「長良川鉄道」昨年度決算 過去2番目に大きい赤字に

第三セクターの鉄道会社「長良川鉄道」の昨年度の決算は乗客数は回復傾向にあるものの依然厳しい経営環境におかれ、過去2番目に大きい3億6600万円の赤字となりました。

美濃加茂市と郡上市を結ぶ第三セクターの鉄道会社「長良川鉄道」は昨年度、令和3年度の決算を発表しました。
「売上高」は新型コロナウイルスの影響が依然、続いているものの輸送人員は58万3000人と前の年度と比べて4万2000人、率にして7.8%増え、回復傾向にあることなどから、売上高は2億2297万円と2689万円の増収となりました。

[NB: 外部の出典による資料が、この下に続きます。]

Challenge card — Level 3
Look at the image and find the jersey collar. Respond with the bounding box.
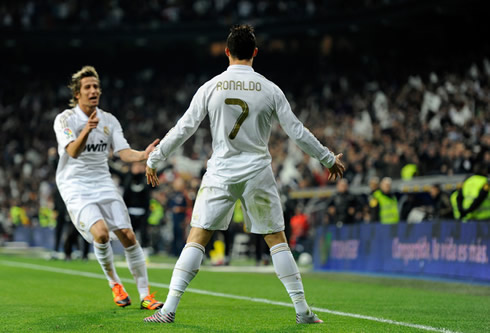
[226,65,254,72]
[75,104,100,119]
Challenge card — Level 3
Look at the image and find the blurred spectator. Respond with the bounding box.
[451,164,490,221]
[111,162,151,249]
[428,184,454,220]
[148,191,167,254]
[168,177,190,257]
[370,177,400,224]
[332,179,361,224]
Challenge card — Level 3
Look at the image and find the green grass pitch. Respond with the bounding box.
[0,254,490,333]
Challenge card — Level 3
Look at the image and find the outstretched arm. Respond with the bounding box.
[65,111,99,158]
[274,87,345,180]
[118,139,160,163]
[328,153,345,180]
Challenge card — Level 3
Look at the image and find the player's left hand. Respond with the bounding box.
[145,139,160,160]
[328,153,345,180]
[146,165,160,187]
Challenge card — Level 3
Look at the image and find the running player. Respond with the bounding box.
[54,66,163,310]
[145,25,344,323]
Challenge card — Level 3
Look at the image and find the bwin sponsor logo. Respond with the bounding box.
[84,140,107,152]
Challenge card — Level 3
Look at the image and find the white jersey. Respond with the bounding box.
[54,105,130,198]
[147,65,335,184]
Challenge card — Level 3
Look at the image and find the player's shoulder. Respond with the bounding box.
[253,71,282,92]
[54,108,76,123]
[97,108,119,122]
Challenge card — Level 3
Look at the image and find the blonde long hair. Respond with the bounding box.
[68,66,100,108]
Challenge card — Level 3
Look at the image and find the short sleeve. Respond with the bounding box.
[111,115,131,153]
[54,114,77,148]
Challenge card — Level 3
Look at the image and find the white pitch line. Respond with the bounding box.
[0,260,460,333]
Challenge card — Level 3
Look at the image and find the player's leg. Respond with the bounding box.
[264,231,322,324]
[144,179,236,323]
[242,168,321,322]
[90,219,121,287]
[145,227,214,323]
[103,198,163,310]
[90,218,131,307]
[114,228,163,310]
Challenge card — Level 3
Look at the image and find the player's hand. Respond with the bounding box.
[85,110,99,133]
[144,139,160,160]
[328,153,345,180]
[146,165,160,187]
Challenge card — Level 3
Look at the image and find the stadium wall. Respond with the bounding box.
[313,221,490,282]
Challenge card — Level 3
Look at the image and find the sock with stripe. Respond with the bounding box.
[160,243,205,313]
[124,242,149,301]
[270,243,308,314]
[93,241,121,288]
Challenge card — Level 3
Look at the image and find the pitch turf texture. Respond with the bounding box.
[0,255,490,333]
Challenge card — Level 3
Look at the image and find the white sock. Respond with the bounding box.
[124,242,150,301]
[160,243,205,313]
[94,241,121,288]
[270,243,308,314]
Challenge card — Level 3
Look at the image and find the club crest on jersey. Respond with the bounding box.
[63,127,73,139]
[84,140,107,152]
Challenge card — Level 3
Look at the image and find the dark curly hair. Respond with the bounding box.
[226,24,256,60]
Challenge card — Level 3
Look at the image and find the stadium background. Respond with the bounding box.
[0,0,490,280]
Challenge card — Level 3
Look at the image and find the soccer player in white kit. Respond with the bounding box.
[54,66,163,310]
[145,25,344,323]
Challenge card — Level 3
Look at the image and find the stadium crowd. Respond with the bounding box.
[0,52,490,252]
[0,0,409,30]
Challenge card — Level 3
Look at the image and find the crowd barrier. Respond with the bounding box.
[313,221,490,282]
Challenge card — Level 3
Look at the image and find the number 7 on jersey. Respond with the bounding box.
[225,98,248,140]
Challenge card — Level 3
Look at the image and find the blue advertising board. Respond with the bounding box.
[313,221,490,282]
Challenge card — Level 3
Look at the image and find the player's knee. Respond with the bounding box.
[94,232,110,244]
[90,220,110,244]
[115,229,136,247]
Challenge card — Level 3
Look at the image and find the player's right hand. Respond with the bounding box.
[146,165,160,187]
[85,110,99,132]
[328,153,345,180]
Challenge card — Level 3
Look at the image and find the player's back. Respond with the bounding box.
[205,65,275,182]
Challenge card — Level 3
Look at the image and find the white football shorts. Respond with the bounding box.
[66,192,132,243]
[191,166,284,235]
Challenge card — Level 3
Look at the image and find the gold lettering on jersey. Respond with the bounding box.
[216,80,262,91]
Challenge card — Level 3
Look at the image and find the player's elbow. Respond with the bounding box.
[66,147,82,158]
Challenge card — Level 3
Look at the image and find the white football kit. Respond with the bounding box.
[147,65,335,234]
[54,105,131,242]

一方、令和元年の脱線事故を受けた緊急安全対策のための老朽化した枕木を交換するなどの事業が完了したことで「修繕費」は約1億円圧縮されましたが原油価格の高騰の影響で「動力費」が前の年度と比べて60%近く膨らんだことなどから、支出にあたる「販売費」は前の年度より6884万円減って6億242万円となりました。
その結果、令和3年度の決算は3億6607万円の赤字となり、過去最大の赤字となった前の年度と比べて1億741万円減少したもののこれまで2番目に多くなっています。
長良川鉄道の坂本桂二専務は「乗客はコロナ禍前の水準には回復しておらず、ロシアのウクライナ侵攻による原油価格の高騰で燃料代の負担が増大している。引き続き効率的な運営に努めるとともに沿線地域のさまざまなニーズに対応できるサービスを提供していきたい」と話しています。